Here’s the magic find. In Groovy, if you have a list of objects, you can access, on the list itself, properties that belong to objects within the list. The result, somewhat intuitively (but somehow quizzical at the same time), is a list of values of that property across all the members in the list. Here’s an example to illustrate what I mean – just copy this and run it as a Groovy script.
class Player {
def name
def teams
public String toString() {
"${name} - played for ${teams}"
}
}
def players =
[
new Player(name: "Greg Maddux", teams: ["Cubs", "Braves"]),
new Player(name: "Ron Santo", teams: ["Cubs", "White Sox"]),
new Player(name: "Billy Williams", teams: ["Cubs", "Athletics"]),
new Player(name: "Bruce Sutter", teams: ["Cubs", "Cardinals"]),
new Player(name: "Lou Brock", teams: ["Cubs", "Cardinals"]),
new Player(name: "Gary Gaetti", teams: ["Twins", "Cubs"]),
new Player(name: "Ron Cey", teams: ["Dodgers", "Cubs"]),
new Player(name: "Ryne Sandberg", teams: ["Cubs"]),
new Player(name: "Mark Grace", teams: ["Cubs", "Diamondbacks"]),
new Player(name: "Goose Gossage", teams: ["Athletics", "Yankees", "Cubs"]),
new Player(name: "Sammy Sosa", teams: ["Rangers", "White Sox", "Cubs"]),
new Player(name: "Larry Bowa", teams: ["Phillies", "Cubs"]),
new Player(name: "Rick Monday", teams: ["Dodgers", "Cubs"]),
new Player(name: "Dave Kingman", teams: ["Rangers", "Mets", "Cubs"]),
new Player(name: "Joe Girardi", teams: ["Cubs", "Cardinals", "Yankees"])
]
def playerNames = players.name
println "Here, amazingly enough, is a list containing the names of all those players:\n $(playerNames)"
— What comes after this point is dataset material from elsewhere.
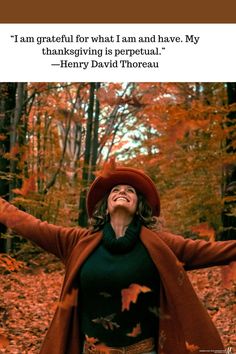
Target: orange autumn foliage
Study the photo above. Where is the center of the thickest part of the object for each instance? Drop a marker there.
(136, 331)
(204, 230)
(27, 187)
Once you know this behavior exists, it’s pretty easy to find situations where it’s an insanely convenient feature. If you don’t know it exists, you can get some pretty confusing results. In our case, we were running a GORM query to retrieve a domain object using an alternate ID (expecting a single result), and incorrectly used the list() method (we should have used get(), which returns the domain object, whereas list() always returns a list).
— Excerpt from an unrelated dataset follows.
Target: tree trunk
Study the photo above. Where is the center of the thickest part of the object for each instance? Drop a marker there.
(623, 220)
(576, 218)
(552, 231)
In our code, after querying for the domain object, we accessed properties of the object, and were puzzled when instead of getting Strings and Integers and Dates, we were getting single-member lists of Strings and Integers and Dates. Each list contained the value we expected, inexplicably embedded in a List instance. It took a little head-scratching before we figured out that the root cause was that our query was returning a list containing our domain object, and our code that accessed the properties, which would have failed miserably in Java if attempting to treat a List as though it were a domain object, was happily drilling through the wall of that list and getting at its contents.
Syntactic sugar? Definitely. Violation of the principle of least surprise? Maybe. Will I use it, now that I know it’s a tool at my disposal? Absolutely.